A Cuba , le silence des ombres

A Cuba , le silence des ombres
Le 23-08-2006 à 10:52

Dans un article publié par le quotidien espagnol "El Mundo", et repris par "Le Monde", le journaliste et poete Raul Rivero analyse la situation à Cuba.

Hugo Chavez se lamente au Vietnam ; Evo Morales sort son mouchoir rouge du poncho ; le président chinois, Hu Jintao, tape sur son ordinateur un télégramme triste que lui dicte Mao ; il y a des fêtes, des défilés et des discours à Miami ; des hommes et des femmes donnent leur avis à Mexico, Madrid et Buenos Aires. A Cuba, personne ne dit rien. Il y règne un silence plus grand que la nuit et à la télévision officielle un enfant murmure : "Les médecins vont le guérir. C' est un homme bon."

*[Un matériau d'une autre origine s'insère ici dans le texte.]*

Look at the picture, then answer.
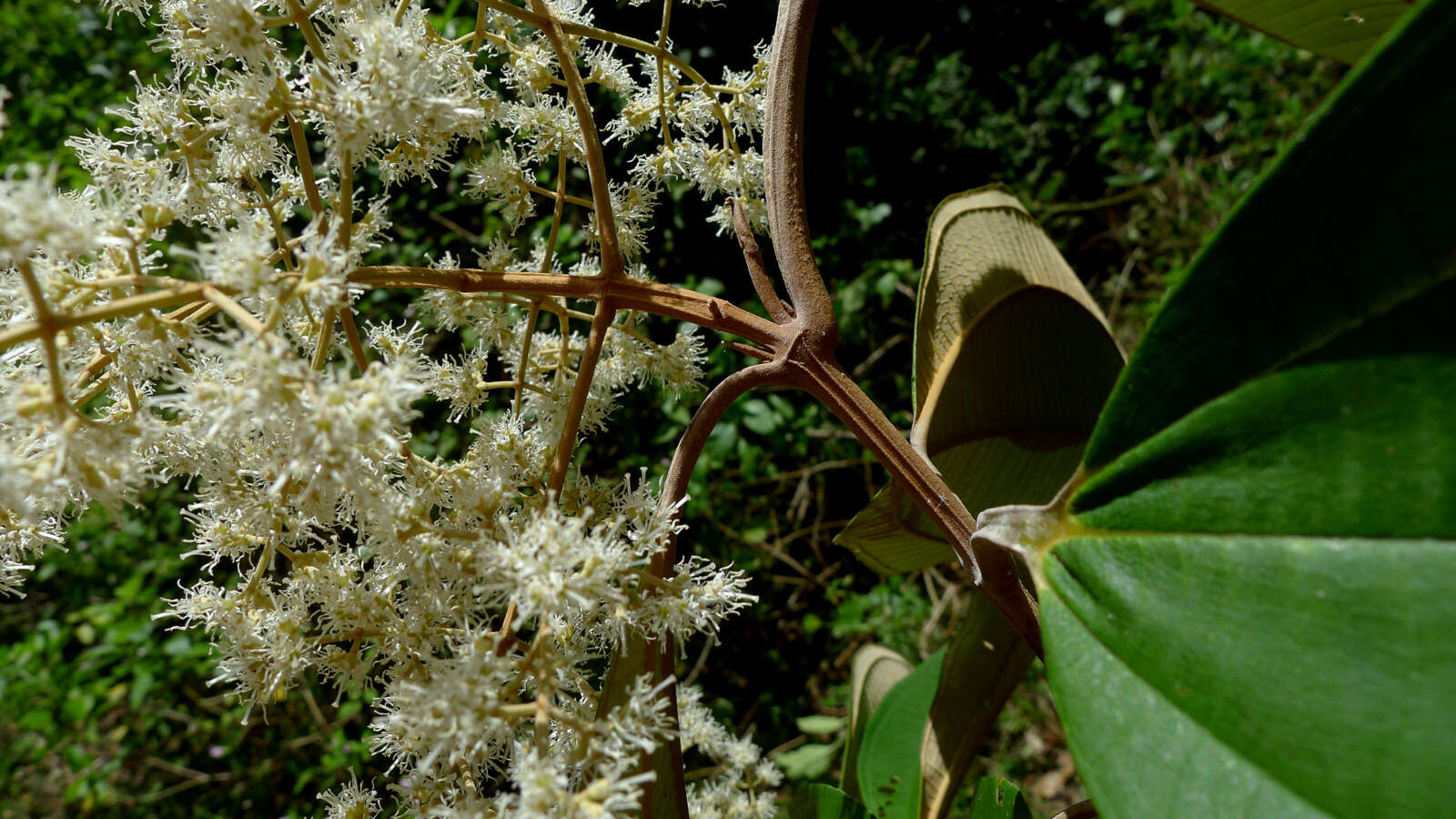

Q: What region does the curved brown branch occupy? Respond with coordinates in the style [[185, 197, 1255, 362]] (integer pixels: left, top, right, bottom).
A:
[[728, 197, 794, 324], [763, 0, 839, 338], [788, 350, 1043, 657]]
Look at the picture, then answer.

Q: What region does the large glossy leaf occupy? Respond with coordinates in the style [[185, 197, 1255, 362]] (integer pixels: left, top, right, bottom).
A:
[[835, 187, 1123, 574], [1198, 0, 1415, 63], [854, 649, 945, 819], [983, 0, 1456, 817]]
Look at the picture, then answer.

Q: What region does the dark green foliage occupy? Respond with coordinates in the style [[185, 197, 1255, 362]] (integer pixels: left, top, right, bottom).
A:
[[1041, 0, 1456, 817], [0, 0, 172, 185], [0, 485, 369, 819]]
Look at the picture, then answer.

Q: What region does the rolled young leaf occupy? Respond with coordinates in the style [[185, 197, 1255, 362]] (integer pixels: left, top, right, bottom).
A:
[[835, 187, 1123, 574]]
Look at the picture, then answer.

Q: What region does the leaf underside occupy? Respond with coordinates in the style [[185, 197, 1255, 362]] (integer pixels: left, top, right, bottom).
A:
[[856, 649, 945, 819], [1041, 0, 1456, 817]]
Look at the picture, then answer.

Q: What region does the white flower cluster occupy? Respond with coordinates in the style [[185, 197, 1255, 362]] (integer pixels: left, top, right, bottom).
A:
[[0, 0, 777, 819]]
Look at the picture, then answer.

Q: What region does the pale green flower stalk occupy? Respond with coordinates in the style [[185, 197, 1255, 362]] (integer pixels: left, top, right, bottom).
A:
[[0, 0, 779, 817]]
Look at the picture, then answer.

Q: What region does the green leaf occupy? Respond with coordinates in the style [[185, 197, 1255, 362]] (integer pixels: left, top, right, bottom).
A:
[[789, 783, 868, 819], [835, 187, 1123, 574], [794, 714, 846, 733], [856, 649, 945, 819], [774, 741, 843, 780], [1198, 0, 1415, 63], [1001, 0, 1456, 817], [971, 777, 1031, 819], [920, 594, 1036, 817], [840, 644, 915, 795]]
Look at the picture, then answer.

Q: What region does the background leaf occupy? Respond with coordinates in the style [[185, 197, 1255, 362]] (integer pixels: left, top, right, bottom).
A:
[[1198, 0, 1415, 63], [789, 783, 868, 819], [840, 644, 915, 795], [971, 777, 1031, 819], [1041, 0, 1456, 817], [856, 649, 945, 819]]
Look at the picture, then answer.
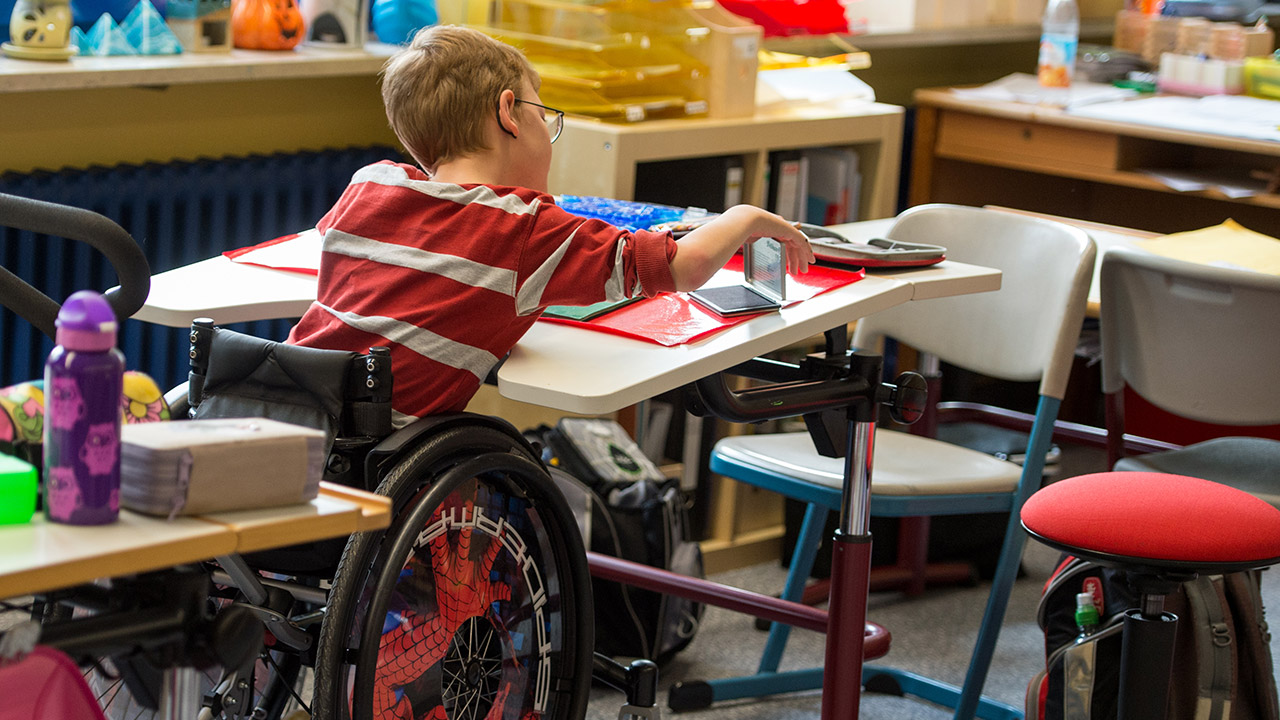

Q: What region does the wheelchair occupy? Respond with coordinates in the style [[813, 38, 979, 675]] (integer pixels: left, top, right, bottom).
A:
[[0, 190, 658, 720]]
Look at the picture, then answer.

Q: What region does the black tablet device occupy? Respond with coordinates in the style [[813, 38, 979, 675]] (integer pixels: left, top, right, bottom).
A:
[[689, 284, 782, 318], [689, 237, 787, 318]]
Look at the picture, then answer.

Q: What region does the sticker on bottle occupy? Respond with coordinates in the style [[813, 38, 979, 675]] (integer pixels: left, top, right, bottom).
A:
[[1039, 33, 1079, 87]]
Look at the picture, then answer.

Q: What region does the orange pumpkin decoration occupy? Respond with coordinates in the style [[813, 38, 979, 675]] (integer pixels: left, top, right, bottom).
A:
[[232, 0, 303, 50]]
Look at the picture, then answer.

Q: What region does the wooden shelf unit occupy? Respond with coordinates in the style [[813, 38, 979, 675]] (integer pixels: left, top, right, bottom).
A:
[[909, 90, 1280, 234], [550, 102, 904, 219]]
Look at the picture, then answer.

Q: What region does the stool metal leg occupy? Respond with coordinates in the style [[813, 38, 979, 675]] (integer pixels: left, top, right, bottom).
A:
[[1119, 597, 1178, 720], [822, 421, 876, 720]]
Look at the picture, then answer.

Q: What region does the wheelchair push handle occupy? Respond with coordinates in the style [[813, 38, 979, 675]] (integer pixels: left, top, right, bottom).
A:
[[0, 193, 151, 340]]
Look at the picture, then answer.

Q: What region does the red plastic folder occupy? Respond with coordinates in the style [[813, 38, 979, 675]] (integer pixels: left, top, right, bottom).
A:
[[541, 255, 867, 347]]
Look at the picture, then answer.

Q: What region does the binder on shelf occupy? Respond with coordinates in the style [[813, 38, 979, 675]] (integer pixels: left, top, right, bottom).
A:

C'est tout. Là-dessus coulent le sirop tropical du triomphalisme et la chanson de l'éternité. Jusque dans ces moments-là, ou plus que jamais dans une telle circonstance, les contrôles, les fers, les cadenas qui enferment les 11 millions de Cubains sautent aux yeux.

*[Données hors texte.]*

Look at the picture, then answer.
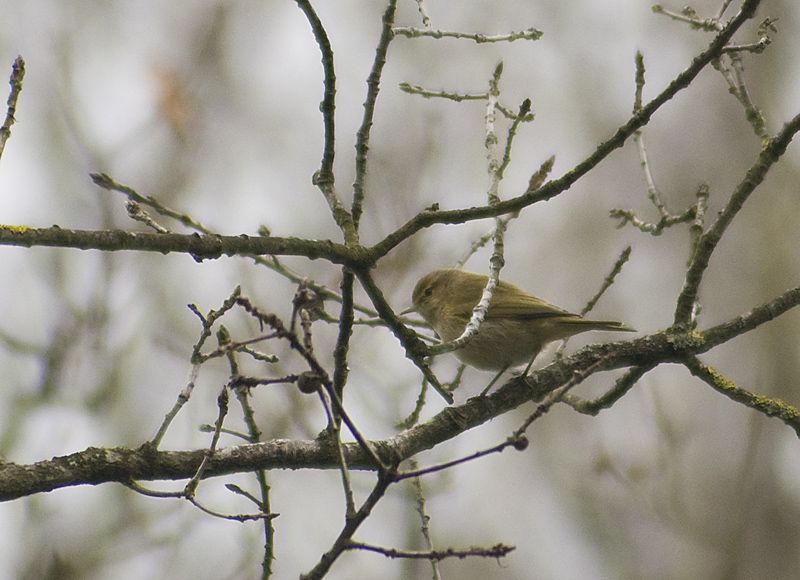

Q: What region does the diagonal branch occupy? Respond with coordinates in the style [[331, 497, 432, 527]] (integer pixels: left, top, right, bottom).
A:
[[351, 0, 397, 230], [369, 0, 761, 261]]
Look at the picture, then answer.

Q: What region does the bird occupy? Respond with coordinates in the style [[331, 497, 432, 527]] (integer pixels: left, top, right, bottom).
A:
[[405, 269, 636, 382]]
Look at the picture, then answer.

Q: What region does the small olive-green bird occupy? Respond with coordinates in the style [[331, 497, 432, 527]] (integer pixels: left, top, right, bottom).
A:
[[408, 269, 635, 371]]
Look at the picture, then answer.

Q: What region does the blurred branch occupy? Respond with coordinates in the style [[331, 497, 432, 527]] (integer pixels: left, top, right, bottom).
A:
[[683, 356, 800, 437], [398, 83, 533, 122], [368, 0, 760, 260], [392, 26, 544, 44], [347, 541, 516, 561], [674, 114, 800, 325], [6, 280, 800, 501]]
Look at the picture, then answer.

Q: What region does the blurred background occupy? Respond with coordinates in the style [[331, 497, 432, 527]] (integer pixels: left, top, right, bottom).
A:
[[0, 0, 800, 579]]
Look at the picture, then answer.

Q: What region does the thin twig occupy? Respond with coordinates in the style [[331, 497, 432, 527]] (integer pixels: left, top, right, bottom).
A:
[[0, 56, 25, 157]]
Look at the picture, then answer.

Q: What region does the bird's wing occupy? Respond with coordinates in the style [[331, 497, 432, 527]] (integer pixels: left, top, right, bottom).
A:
[[488, 282, 580, 320]]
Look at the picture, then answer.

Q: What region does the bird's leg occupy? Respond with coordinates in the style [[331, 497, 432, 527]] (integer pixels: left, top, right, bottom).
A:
[[478, 365, 510, 397], [520, 352, 539, 378]]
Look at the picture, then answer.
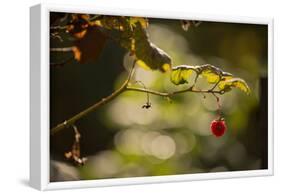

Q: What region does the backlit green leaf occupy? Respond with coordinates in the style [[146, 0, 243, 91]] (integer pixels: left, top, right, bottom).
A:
[[170, 65, 197, 85], [218, 78, 251, 94], [198, 64, 222, 84]]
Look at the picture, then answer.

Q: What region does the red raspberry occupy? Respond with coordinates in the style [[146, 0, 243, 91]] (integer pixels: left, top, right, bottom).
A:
[[211, 119, 226, 137]]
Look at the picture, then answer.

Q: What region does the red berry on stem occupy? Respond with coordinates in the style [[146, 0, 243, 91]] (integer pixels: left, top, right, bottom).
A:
[[211, 119, 226, 137]]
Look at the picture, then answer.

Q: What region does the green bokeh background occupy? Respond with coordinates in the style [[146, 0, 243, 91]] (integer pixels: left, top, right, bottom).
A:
[[50, 14, 268, 181]]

La passation de pouvoir dans l'île et la soudaine gravité de l'état de Fidel Castro provoquent des réactions dans le monde entier. Sauf dans le pays qui l'a supporté pendant un demi-siècle, sauf dans les foyers où vivent les membres restants des familles dispersées, sauf sur les lieux de travail où les employés oeuvrent pour un salaire de misère, sauf dans les unités militaires où nombre d'officiers et de soldats plongent dans des pensées profondes.

Le gouvernement contrôle la parole et ce peuple n'y a pas droit. Dans aucune circonstance. De même qu'il n'a rien à voir dans aucune cérémonie sociale, dans aucun événement en rapport avec son présent ni avec son avenir. Le peuple est une ombre que l'on sort dans la rue pour qu'elle prenne peur et à qui l'on ordonne ensuite de rentrer pour que croisse cette peur. Une masse informe à qui l'on ment pour qu'elle s'endorme.

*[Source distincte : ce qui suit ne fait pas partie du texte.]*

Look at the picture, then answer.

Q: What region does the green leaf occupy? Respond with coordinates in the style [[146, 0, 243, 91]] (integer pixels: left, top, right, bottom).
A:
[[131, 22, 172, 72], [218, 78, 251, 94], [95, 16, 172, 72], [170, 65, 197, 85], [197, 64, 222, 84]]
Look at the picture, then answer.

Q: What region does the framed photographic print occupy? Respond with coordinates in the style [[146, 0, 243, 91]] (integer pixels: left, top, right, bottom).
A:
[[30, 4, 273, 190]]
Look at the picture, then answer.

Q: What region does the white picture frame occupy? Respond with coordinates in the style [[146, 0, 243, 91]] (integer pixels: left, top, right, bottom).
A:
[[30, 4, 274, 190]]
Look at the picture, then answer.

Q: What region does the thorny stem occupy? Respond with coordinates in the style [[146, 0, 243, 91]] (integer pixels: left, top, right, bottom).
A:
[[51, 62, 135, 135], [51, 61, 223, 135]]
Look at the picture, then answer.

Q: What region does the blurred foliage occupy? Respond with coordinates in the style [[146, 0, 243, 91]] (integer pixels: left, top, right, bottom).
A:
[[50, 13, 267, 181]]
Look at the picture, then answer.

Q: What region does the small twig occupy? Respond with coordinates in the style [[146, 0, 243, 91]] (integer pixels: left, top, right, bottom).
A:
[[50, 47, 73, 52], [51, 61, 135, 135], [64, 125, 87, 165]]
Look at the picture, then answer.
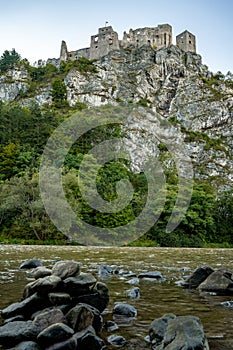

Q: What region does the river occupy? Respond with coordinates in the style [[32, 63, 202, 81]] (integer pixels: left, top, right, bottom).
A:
[[0, 245, 233, 350]]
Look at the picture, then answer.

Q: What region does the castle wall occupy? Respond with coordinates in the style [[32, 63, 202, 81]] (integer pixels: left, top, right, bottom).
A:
[[68, 47, 90, 60], [121, 24, 172, 49], [176, 30, 196, 53], [90, 26, 120, 60], [55, 24, 196, 65]]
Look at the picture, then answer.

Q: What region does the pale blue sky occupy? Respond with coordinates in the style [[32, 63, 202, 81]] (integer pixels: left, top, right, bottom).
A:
[[0, 0, 233, 73]]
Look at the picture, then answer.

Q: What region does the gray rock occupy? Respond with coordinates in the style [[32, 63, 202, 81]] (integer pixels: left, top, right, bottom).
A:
[[138, 271, 165, 281], [220, 300, 233, 307], [23, 275, 61, 298], [0, 321, 39, 348], [37, 323, 74, 347], [149, 314, 176, 344], [1, 293, 51, 319], [183, 266, 214, 289], [45, 337, 77, 350], [33, 309, 66, 332], [64, 272, 96, 290], [33, 266, 52, 279], [126, 287, 140, 298], [76, 282, 109, 312], [48, 293, 71, 305], [113, 302, 137, 317], [4, 315, 25, 323], [198, 270, 233, 295], [107, 334, 126, 347], [66, 304, 94, 332], [78, 333, 107, 350], [155, 316, 209, 350], [98, 265, 114, 278], [66, 303, 103, 333], [104, 320, 119, 332], [125, 277, 139, 284], [52, 260, 81, 279], [9, 341, 40, 350], [19, 259, 42, 269]]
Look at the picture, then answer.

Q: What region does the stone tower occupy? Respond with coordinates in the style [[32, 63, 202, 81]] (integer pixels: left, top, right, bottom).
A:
[[176, 30, 196, 53], [90, 26, 119, 60], [60, 40, 68, 62]]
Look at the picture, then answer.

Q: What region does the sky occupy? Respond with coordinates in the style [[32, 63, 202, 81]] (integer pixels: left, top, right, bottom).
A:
[[0, 0, 233, 74]]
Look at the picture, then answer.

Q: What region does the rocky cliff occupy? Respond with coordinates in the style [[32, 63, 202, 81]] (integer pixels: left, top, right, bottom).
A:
[[0, 46, 233, 188]]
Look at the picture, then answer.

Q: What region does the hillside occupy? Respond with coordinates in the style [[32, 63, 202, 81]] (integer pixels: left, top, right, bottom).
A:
[[0, 45, 233, 246]]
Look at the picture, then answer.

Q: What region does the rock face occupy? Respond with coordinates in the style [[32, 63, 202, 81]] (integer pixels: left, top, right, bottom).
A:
[[0, 261, 109, 350], [149, 314, 209, 350], [0, 45, 233, 185]]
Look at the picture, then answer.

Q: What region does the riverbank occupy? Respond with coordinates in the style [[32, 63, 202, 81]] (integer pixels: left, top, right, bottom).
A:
[[0, 245, 233, 350]]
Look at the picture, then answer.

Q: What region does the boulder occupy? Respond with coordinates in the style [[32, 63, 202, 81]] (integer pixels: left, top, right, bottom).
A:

L'opposition pacifique, la presse indépendante, les militants des droits de l'homme, les démocrates qui se sont montrés de face, à visage découvert ? Cernés, surveillés, traqués jusque dans leur maison, le téléphone sur écoutes et une brigade paramilitaire en faction au cas où ils veuillent s'aventurer au coin de la rue. Une telle paix semble peu croyable, à moins qu'elle ne vienne de la contrainte ; une telle tranquillité, si les gens ne savaient pas - pour l'avoir vécu - que derrière le discours d'amour, il y a un tank. Tout comme derrière l'obsession à fabriquer des médecins et à inventer des instituteurs en deux semaines seulement se cache le mépris pour la santé et l'éducation. C'est un étendard sombre que l'on éclaire d'une lumière artificielle quand on le montre au monde.

Jusqu'à maintenant, il est vrai qu'ils ont pu conserver leur goût du secret, les mystères, les pièges, les manipulations possibles dans une société dont 70 % des citoyens (nés après 1959) n'ont jamais vécu en démocratie, ne connaissent pas la liberté et sont bourrés de propagande. Mais il semble que puisse venir la dernière saison du mystère, des barrages, des masques parce que les dictatures personnelles sont ce qu'elles sont : des dictatures et personnelles. Elles ne se partagent pas comme une liasse de billets ou comme un butin dans une bande de pirates.

Ecoutez bien les derniers silences du communisme créole parce qu'ils ne reviendront pas. Ecoutez-les bien, là-bas, sous la terreur policière.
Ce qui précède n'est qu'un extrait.